I don't think this will help….
That basically just means that php crashed when it tried to do that, which explains the 500 error.
There may be some character or input in the ca/cert that isn't valid.. not sure what it could be though. Is this a ca/cert you generated yourself, or an imported one?
That was a certificate we generated for an our old pfsense 1.2.0 which was working very well ;-)
I imported the CA/CA private key and every user certificate/user private key in the cert manager….
It may be something specific to that ca then somehow. No matter what I do, I haven't been able to replicate that crash, even when I import a ca.
I could make some test with an other CA to see if this come from this CA.
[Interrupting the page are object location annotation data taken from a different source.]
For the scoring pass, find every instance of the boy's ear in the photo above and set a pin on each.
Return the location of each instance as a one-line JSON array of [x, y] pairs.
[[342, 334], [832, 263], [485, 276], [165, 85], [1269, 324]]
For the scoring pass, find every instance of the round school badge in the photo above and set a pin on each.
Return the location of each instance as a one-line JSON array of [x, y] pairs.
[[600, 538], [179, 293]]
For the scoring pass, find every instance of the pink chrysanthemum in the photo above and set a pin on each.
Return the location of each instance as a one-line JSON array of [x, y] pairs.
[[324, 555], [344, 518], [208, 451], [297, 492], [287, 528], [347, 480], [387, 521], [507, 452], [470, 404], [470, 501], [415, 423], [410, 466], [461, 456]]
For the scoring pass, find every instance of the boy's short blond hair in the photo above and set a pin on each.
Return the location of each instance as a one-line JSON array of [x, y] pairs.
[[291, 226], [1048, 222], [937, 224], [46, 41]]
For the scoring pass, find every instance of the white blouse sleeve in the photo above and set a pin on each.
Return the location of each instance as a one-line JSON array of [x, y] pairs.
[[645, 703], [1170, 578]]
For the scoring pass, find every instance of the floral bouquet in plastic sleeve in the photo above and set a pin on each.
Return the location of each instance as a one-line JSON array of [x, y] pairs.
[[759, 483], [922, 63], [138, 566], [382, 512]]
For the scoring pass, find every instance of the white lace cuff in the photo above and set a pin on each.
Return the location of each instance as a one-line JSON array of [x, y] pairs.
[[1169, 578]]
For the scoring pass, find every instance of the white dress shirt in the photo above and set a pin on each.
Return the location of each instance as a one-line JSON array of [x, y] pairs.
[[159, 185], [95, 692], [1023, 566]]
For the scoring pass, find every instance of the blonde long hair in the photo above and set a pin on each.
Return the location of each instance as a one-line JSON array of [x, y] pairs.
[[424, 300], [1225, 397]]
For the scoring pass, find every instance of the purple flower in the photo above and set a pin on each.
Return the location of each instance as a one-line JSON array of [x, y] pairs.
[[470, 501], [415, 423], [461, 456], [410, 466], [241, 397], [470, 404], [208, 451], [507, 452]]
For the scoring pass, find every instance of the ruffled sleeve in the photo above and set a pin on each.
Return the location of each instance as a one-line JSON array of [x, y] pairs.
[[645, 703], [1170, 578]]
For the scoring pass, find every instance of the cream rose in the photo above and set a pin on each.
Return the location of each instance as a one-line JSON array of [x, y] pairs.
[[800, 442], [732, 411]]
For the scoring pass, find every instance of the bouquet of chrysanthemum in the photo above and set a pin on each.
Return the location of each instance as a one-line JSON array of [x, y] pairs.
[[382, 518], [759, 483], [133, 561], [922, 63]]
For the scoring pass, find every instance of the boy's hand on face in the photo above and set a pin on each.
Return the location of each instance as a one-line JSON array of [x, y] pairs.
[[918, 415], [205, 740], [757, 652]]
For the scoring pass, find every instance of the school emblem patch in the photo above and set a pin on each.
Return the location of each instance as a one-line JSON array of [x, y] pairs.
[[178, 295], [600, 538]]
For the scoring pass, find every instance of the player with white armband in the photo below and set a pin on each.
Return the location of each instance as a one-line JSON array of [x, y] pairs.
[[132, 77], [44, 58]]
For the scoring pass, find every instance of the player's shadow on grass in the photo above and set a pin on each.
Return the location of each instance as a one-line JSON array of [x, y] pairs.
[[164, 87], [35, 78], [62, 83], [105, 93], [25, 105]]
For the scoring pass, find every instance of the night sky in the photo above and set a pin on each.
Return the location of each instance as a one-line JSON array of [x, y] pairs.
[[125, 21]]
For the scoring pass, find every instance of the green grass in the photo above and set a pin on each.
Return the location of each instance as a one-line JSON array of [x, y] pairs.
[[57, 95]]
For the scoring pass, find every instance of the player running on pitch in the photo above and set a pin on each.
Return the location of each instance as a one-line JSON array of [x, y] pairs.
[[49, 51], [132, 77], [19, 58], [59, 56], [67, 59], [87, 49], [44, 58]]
I updated to RC2 and I did some tests today. I imported an other CA (not the one I used before). I do not have the 500 error with this certificate and I do not have an empty crl.
About the other certificate (the one I had problems with), I delete old crl and created a new one. I still have the empty crl and 500 error.
Then I realize that the difference between those two is that the one I have problem with have an encrypted private key. I think that the source of my problem. I hope this can help you to reproduce…
Yeah, encrypted private keys are not supported and there are no plans to support them. It tries to use them as-is.
We have some code to try to detect them but if you could still import it, it is apparently still a little flawed.